Terzigno, “Oro e Mosaico”: il MATT rinnova il racconto del territorio

Terzigno. Riceviamo e pubblichiamo: “Oro e Mosaico. La nuova magnificenza del MATT”. 

Il Comune di Terzigno annuncia l’inaugurazione di “Oro e Mosaico. La nuova magnificenza del MATT”, il nuovo allestimento del Museo Archeologico Territoriale di Terzigno (MATT), in programma giovedì 18 dicembre 2025 alle ore 10.00, presso la sede museale di Corso Luigi Einaudi 69.

Un evento di grande rilevanza culturale e istituzionale che segna un ulteriore passo nel percorso di valorizzazione del patrimonio archeologico vesuviano e del ruolo del MATT come presidio culturale, scientifico e civile della comunità terzignese.

Il nuovo percorso espositivo mette al centro gli straordinari ori e argenti provenienti dalla Villa 2 di cava Ranieri, tra cui monili, oggetti da toeletta e preziosi manufatti che raccontano la vita, il gusto e la raffinatezza della società romana alle soglie dell’eruzione del 79 d.C., noti come “Il Tesoro di Terzigno” Accanto a questi capolavori, sarà esposto per la prima volta un prezioso mosaico proveniente dalla Villa 6, testimonianza di altissimo valore artistico e storico, che arricchisce ulteriormente il racconto del territorio e delle sue stratificazioni culturali.

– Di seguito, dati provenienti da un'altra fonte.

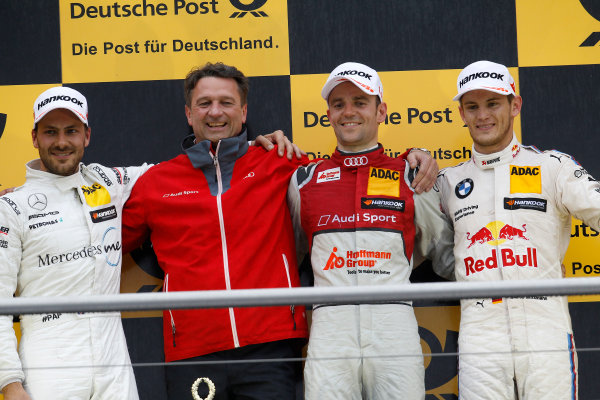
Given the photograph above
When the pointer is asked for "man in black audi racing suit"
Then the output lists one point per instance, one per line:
(511, 207)
(60, 235)
(363, 224)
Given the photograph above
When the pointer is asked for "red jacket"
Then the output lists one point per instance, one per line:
(219, 226)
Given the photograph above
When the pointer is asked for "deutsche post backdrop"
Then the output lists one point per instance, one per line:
(129, 58)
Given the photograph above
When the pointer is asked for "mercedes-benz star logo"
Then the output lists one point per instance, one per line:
(38, 201)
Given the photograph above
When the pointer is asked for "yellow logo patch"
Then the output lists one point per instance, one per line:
(383, 182)
(95, 195)
(524, 179)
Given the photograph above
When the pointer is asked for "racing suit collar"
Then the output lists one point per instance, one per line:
(355, 160)
(228, 149)
(34, 173)
(504, 156)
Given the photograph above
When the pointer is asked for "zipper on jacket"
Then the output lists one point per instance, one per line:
(166, 289)
(215, 157)
(287, 273)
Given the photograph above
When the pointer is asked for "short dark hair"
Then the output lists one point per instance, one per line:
(217, 70)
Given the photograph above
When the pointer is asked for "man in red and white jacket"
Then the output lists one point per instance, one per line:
(218, 220)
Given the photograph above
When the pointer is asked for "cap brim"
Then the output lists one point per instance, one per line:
(488, 88)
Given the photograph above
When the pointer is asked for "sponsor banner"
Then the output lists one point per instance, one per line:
(438, 328)
(107, 40)
(421, 113)
(16, 119)
(557, 32)
(582, 258)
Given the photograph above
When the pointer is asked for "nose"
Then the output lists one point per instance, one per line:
(482, 113)
(348, 109)
(214, 109)
(61, 139)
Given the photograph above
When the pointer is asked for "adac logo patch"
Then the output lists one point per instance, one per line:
(252, 8)
(332, 174)
(525, 179)
(382, 204)
(383, 182)
(104, 214)
(95, 195)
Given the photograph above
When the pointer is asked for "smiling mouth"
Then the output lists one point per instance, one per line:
(485, 126)
(61, 154)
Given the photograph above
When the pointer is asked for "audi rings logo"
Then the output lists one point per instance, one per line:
(38, 201)
(248, 8)
(355, 161)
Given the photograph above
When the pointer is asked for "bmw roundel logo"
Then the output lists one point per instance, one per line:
(464, 188)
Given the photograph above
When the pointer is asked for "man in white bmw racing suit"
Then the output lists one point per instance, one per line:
(511, 207)
(363, 224)
(60, 235)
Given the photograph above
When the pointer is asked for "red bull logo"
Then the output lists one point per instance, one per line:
(483, 235)
(508, 258)
(510, 232)
(495, 233)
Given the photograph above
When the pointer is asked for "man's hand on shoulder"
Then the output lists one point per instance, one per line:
(15, 391)
(7, 190)
(284, 145)
(428, 169)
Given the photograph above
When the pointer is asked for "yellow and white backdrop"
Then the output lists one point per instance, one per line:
(129, 58)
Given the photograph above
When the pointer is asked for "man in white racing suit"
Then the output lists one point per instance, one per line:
(511, 207)
(60, 235)
(363, 223)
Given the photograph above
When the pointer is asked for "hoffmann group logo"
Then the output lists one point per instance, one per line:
(251, 8)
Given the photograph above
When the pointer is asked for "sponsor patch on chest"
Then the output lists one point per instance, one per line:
(95, 195)
(525, 179)
(383, 182)
(332, 174)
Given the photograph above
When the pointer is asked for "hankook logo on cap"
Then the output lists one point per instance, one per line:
(248, 8)
(37, 201)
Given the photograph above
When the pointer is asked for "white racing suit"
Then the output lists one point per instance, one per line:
(511, 212)
(61, 236)
(364, 224)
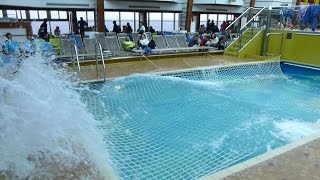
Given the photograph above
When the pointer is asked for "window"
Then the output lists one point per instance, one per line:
(127, 17)
(42, 14)
(109, 17)
(54, 14)
(214, 18)
(203, 19)
(155, 21)
(63, 15)
(33, 14)
(221, 18)
(177, 21)
(230, 17)
(137, 21)
(168, 21)
(82, 14)
(12, 13)
(63, 25)
(90, 18)
(23, 14)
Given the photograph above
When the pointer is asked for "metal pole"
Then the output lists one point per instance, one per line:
(265, 39)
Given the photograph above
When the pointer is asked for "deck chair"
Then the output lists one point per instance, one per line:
(114, 46)
(171, 41)
(122, 35)
(160, 43)
(135, 38)
(182, 41)
(110, 34)
(148, 34)
(100, 39)
(90, 46)
(66, 46)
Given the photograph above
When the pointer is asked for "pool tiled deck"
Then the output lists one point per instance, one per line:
(296, 161)
(120, 69)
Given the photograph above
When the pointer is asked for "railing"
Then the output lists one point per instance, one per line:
(232, 32)
(281, 40)
(98, 48)
(74, 52)
(256, 23)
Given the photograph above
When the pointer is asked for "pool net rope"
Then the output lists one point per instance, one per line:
(165, 126)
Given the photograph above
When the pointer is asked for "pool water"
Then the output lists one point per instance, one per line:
(164, 127)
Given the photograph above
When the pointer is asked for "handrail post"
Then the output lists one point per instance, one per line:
(98, 47)
(265, 42)
(281, 40)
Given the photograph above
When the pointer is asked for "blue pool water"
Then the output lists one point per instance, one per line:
(184, 127)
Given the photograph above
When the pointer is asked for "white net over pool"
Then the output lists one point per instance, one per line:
(187, 124)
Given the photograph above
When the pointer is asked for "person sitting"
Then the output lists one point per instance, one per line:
(204, 40)
(127, 44)
(10, 47)
(213, 42)
(194, 41)
(143, 43)
(57, 31)
(116, 28)
(128, 29)
(152, 30)
(141, 29)
(221, 43)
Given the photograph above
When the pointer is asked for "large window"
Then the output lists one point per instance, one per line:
(109, 17)
(155, 21)
(177, 21)
(12, 13)
(34, 14)
(42, 14)
(217, 18)
(168, 21)
(127, 17)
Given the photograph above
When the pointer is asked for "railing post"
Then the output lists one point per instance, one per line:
(265, 40)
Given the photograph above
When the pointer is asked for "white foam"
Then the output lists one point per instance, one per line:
(294, 130)
(46, 131)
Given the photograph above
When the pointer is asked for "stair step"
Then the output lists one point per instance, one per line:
(230, 53)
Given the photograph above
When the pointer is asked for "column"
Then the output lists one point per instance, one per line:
(189, 15)
(100, 15)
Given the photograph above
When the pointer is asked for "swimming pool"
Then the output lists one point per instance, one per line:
(186, 124)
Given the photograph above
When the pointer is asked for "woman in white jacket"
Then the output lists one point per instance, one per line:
(213, 42)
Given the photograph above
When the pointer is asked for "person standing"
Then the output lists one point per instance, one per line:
(57, 31)
(43, 30)
(82, 25)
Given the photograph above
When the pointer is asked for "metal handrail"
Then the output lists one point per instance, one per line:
(74, 47)
(238, 18)
(252, 18)
(98, 47)
(281, 40)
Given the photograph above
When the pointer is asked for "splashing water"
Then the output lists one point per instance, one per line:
(46, 132)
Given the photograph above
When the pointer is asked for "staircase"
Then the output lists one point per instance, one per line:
(249, 29)
(235, 47)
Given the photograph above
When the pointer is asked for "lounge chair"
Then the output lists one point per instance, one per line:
(171, 41)
(110, 34)
(114, 46)
(100, 39)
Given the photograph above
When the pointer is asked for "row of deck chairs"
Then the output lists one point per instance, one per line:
(112, 45)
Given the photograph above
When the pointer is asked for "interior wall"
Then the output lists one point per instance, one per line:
(301, 47)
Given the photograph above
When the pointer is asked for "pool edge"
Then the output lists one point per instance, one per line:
(260, 159)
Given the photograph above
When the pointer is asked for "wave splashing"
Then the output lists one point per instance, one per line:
(46, 131)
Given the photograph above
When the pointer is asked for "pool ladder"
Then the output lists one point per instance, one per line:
(98, 52)
(98, 48)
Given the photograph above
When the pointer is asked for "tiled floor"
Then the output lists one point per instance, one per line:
(301, 163)
(145, 66)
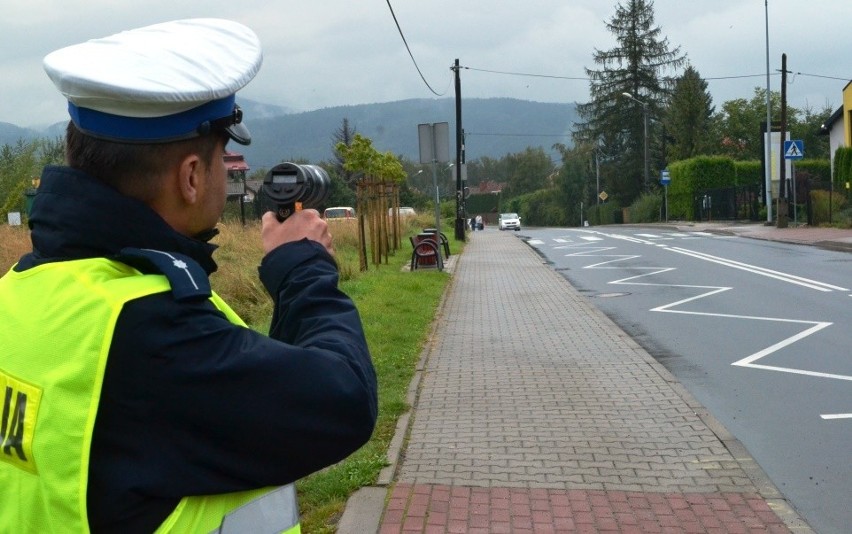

L’iniziativa nasce da una sinergia istituzionale tra il Ministero della Cultura, il Parco Archeologico di Pompei, il Museo Archeologico Territoriale di Terzigno, il Parco nazionale del Vesuvio e il Comune di Terzigno, a conferma di come la collaborazione tra enti rappresenti una leva fondamentale per la tutela e la promozione del patrimonio culturale.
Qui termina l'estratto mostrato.